[pbs-devel] [PATCH proxmox{, -backup} v9 00/49] fix #2943: S3 storage backend for datastores

Mon Jul 21 17:37:30 CEST 2025

On 7/21/25 5:05 PM, Lukas Wagner wrote:
> Retested these patches on the latest master branch(es).
> 
> Retested basic backups, sync jobs, verification, GC, pruning, etc.
> 
> This time I tried to focus more on different failure scenarios, e.g. a
> failing connection to the S3 server during different operations.
> 
> Here's what I found, most of these issues I did already discuss and
> debug off-list with @Chris:
> 
> 1.)
> 
> When doing an S3 Refresh and PBS cannot connect to S3, a `tmp_xxxxxxx`
> directory is left over in the local datastore directory. After clearing
> S3 Refresh maintenance mode (or doing a successful S3 refresh), GC jobs
> will fail because they cannot access this left-over directory (it is
> owned by root:root).
> AFAIK Chris has already prepared a fix for this.

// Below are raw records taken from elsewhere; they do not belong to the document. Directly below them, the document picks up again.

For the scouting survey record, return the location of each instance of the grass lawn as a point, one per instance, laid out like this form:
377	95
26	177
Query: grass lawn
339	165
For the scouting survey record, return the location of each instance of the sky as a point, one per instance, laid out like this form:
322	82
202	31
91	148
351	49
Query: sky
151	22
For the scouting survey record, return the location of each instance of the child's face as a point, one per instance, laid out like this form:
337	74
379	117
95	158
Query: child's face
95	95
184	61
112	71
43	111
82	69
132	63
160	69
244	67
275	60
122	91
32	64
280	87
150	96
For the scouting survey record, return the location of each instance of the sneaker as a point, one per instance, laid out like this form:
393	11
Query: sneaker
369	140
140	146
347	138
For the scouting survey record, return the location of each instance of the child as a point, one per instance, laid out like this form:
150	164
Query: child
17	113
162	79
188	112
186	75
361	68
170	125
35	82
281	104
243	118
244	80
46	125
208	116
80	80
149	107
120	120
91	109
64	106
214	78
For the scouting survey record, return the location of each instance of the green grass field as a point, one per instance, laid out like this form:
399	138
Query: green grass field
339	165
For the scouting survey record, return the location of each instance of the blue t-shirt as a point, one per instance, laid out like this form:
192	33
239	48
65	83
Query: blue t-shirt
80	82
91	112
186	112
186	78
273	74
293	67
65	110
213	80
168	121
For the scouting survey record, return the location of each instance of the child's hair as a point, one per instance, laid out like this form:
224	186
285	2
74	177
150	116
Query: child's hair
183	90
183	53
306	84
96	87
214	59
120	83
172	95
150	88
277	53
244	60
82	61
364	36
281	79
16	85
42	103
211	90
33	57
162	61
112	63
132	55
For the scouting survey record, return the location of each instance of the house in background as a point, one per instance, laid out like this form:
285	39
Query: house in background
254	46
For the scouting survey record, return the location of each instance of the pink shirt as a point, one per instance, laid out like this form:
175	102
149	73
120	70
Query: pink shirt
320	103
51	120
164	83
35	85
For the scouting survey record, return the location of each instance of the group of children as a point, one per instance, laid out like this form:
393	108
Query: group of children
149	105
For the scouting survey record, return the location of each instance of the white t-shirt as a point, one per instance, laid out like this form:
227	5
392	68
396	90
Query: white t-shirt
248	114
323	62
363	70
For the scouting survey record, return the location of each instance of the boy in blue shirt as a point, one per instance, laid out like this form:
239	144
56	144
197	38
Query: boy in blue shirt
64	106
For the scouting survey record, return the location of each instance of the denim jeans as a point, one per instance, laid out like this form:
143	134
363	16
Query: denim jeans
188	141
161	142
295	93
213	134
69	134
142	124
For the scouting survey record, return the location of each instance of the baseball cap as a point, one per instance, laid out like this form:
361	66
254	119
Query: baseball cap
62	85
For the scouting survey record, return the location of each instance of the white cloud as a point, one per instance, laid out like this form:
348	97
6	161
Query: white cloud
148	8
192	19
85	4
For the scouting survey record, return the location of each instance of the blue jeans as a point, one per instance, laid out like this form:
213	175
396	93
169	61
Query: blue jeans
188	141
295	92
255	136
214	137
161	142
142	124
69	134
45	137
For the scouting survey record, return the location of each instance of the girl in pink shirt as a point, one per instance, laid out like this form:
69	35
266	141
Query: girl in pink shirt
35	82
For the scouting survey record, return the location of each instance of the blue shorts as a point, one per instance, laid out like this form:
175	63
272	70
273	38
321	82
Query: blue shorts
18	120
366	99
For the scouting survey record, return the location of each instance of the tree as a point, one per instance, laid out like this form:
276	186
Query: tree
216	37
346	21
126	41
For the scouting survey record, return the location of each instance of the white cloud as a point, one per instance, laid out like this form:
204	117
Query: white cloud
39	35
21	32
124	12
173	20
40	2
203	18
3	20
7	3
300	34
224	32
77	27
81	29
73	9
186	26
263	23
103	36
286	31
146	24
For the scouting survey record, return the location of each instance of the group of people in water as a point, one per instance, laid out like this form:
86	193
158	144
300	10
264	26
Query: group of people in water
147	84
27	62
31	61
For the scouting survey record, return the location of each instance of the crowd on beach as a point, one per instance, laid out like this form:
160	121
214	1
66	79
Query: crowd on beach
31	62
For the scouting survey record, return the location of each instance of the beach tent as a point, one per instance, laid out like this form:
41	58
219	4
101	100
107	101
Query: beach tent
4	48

Will be fixed in the next version of the patch series, thanks!

> 
> 2.)
> 
> I backed up some VMs to my local MinIO server which ran out of disk
> space during backup. Since even delete operations failed in this
> scenario, PBS could not clean up the snapshot directory, which was
> left over after this failed backup. In some instances, the snapshot
> directory was completely empty, in some other case two blobs were
> written, but the fidx files were missing:
> 
>    root at pbs-s3:/s3-store/ns/pali/vm# ls 160/2025-07-21T12\:51\:44Z/
>    fw.conf.blob  qemu-server.conf.blob
>    root at pbs-s3:/s3-store/ns/pali/vm# ls 165/
>    2025-07-21T12:52:42Z/ owner
>    root at pbs-s3:/s3-store/ns/pali/vm# ls 165/2025-07-21T12\:52\:42Z/
>    root at pbs-s3:/s3-store/ns/pali/vm#
> 
> I could fix this by doing a "S3 Refresh" and then manually deleting the
> affected snapshot under the "Content" view - something that could be
> very annoying if one has hundred/thousands of snapshots, so I think we
> need some form of automatic cleanup for fragments from incomplete/failed
> backups. After all, I'm pretty sure that one could end up in a similar
> situation by just cutting the network connection to the S3 server at the
> right moment in time.

As discussed already a bit off-list, this would indeed be nice to have, 
however I see no way of doing this consistently atm without manual user 
interaction. In your tests cleanup of objects from the s3 backend failed 
because of the out-of-memory, so the user needs to fix that first.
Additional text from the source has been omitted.